Mas foi o maior erro da minha vida. Tudo o que antes ansiara testemunhar, começou a ocorrer logo nos primeiros dias do mês seguinte. Agosto seria o mês da entrega do território ao PAIGC, fim da secular presença portuguesa naquele chão. Perdi a oportunidade de ser testemunha de momentos históricos de tão alto significado, em que tantas vezes havia reflectido, não fosse eu e os meus camaradas ainda ali, os últimos guardiões do templo. Ia-se entregar o templo sem eu estar presente. Sei que os momentos derradeiros da troca das bandeiras nacionais me iriam gerar fortes emoções e sentimentos ambíguos: regozijo pelo fim do colonialismo que abria caminho à independência da Guiné, e o sentimento vago da perda, todavia aceite. Foram esses momentos históricos que eu perdi, e isso deixou-me uma mágoa para sempre. Podia-se ser contra aquela guerra e contra o colonialismo, (que se não fosse português era outro qualquer), podia-se achar justo o direito à autodeterminação conseguida – ou não -, com as lutas de libertação, mas, para o bem e para o mal, foi português aquele chão africano desde que, há mais de quinhentos anos, ali chegaram os primeiros compatriotas. Nós seríamos os últimos. Só por isso, a nossa geração ficaria na História, mas ficará também pelo alto preço que pagou sobretudo em sacrifícios inimagináveis e em vidas humanas, para que se mantivesse lá a mossa bandeira. Tal como fizeram os primeiros, e sem menos valor e honra que eles.
Da História da Unidade do BCAÇ 4513:
JUL74/01 – (...).
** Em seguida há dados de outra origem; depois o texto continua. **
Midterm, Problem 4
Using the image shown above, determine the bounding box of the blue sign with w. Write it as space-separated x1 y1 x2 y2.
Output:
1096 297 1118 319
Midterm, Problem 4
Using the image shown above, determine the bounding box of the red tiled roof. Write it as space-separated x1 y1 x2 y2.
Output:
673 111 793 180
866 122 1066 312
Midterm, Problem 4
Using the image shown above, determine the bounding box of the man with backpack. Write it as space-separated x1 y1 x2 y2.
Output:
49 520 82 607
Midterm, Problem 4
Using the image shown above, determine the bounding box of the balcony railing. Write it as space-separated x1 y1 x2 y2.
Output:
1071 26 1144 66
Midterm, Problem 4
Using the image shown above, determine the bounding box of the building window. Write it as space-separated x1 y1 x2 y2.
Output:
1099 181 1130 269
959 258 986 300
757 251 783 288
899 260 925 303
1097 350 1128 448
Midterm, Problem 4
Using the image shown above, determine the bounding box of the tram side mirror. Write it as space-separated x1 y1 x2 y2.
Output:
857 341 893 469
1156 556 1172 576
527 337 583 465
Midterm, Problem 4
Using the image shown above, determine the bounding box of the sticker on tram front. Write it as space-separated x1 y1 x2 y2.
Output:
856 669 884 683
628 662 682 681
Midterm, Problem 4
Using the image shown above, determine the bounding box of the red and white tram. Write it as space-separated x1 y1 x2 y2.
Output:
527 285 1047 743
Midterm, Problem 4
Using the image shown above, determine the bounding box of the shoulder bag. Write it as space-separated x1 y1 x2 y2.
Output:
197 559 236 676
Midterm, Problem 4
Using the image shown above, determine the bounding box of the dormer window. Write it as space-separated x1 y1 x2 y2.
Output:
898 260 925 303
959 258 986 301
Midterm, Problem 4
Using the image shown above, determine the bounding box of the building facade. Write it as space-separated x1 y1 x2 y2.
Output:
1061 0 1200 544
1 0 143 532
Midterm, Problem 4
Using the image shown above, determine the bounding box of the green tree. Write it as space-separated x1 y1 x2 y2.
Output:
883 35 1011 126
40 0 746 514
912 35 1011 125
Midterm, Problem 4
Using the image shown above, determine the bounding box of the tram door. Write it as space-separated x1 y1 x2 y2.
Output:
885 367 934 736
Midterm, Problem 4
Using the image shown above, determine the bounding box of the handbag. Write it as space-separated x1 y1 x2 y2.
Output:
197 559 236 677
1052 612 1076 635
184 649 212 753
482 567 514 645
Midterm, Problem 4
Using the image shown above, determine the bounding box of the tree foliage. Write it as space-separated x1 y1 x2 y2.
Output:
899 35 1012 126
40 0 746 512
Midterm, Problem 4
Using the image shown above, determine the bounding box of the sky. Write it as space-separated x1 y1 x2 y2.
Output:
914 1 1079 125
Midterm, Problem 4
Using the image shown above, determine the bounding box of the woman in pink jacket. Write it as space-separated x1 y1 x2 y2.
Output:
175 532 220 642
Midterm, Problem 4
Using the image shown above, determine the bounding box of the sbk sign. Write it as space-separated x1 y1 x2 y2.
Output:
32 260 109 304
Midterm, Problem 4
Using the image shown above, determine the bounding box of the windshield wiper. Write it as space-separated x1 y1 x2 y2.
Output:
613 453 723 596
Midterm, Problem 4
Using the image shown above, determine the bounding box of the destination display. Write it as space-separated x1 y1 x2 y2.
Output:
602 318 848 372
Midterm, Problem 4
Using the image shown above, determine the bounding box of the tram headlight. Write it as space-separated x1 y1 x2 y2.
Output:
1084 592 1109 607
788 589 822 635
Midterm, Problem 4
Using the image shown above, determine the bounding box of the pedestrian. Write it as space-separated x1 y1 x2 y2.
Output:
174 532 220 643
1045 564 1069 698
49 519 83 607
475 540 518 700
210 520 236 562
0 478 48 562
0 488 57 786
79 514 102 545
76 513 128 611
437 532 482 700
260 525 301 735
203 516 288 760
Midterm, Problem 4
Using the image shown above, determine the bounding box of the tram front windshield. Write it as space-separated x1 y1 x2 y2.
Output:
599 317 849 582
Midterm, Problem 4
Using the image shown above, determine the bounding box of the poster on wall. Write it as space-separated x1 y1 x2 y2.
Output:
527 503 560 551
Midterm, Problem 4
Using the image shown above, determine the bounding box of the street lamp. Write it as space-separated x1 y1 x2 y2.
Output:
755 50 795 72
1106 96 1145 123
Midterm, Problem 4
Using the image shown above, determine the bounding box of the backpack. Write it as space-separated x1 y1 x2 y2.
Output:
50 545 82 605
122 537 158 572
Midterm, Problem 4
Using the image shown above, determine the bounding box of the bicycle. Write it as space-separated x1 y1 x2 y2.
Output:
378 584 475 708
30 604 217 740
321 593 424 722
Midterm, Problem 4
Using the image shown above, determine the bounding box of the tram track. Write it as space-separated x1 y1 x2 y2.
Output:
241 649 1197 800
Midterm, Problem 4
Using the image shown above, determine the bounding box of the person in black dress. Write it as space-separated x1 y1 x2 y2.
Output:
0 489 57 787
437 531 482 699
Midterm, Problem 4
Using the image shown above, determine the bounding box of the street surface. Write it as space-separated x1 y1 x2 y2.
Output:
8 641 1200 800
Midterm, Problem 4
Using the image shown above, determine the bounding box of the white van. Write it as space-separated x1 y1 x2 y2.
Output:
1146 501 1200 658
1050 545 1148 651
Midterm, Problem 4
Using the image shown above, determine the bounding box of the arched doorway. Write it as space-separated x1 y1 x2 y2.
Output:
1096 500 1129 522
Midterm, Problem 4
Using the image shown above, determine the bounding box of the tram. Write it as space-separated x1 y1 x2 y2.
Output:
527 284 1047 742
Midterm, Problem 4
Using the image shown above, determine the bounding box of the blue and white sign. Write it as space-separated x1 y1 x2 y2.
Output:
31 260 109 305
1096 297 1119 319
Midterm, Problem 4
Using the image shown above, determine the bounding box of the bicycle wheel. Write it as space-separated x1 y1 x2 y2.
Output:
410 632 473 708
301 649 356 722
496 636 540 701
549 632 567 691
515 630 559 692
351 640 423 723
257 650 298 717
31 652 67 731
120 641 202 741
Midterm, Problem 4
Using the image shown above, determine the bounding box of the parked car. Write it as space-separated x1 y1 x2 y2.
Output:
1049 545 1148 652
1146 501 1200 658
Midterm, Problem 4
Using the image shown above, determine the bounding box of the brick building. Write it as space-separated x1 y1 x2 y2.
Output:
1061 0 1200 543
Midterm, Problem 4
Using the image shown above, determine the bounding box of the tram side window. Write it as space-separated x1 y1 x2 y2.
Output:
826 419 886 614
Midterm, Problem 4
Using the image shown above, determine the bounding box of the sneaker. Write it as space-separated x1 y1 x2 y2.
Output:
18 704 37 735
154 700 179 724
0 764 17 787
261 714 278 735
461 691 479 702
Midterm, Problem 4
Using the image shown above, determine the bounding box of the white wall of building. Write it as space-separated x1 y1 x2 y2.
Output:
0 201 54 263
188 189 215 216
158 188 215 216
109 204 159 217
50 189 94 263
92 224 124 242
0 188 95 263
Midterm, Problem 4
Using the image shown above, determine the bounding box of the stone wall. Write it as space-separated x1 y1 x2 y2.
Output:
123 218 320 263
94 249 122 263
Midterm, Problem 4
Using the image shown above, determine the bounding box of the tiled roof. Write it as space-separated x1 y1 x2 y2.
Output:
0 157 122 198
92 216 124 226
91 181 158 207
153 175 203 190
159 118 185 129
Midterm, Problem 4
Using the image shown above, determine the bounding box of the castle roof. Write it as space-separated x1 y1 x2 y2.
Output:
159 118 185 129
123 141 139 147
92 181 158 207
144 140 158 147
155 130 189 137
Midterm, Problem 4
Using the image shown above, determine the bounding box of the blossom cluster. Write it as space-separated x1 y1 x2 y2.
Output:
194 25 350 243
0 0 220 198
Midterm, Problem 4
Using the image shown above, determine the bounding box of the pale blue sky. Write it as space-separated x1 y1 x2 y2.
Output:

Todas as Companhias do Sector continuam a realizar as suas patrulhas de defesa próxima dos estacionamentos num raio de cinco quilómetros.
JUL74/02 – Conforme tinha ficado assente numa reunião neste Comando com elementos do PAIGC vindos de BISSAU e os Comissários Políticos presentes em A. FORMOSA, fez-se a devolução a estes Comissários das bandeiras do Partido, que em 28 de MAIO de 74 tinham sido entregues neste Comando por elementos da CCAÇ 18, após as terem retirado dos elementos da população que as possuíam. Antes desta devolução, houve uma reunião com os referidos elementos da CCAÇ 18, que concordaram plenamente com a atitude tomada e, foram eles próprios os portadores das bandeiras para as entregar ao PAIGC. Inclusivamente foi devolvida uma bandeira que tinha sido entregue ao Régulo SAMBEL de CONTABANE, o qual na altura a tinha entregado directamente neste Comando.
(...).
JUL74/06 – Prosseguem em bom ritmo os trabalhos nas salas de Oficiais, Sargentos e Praças. [!].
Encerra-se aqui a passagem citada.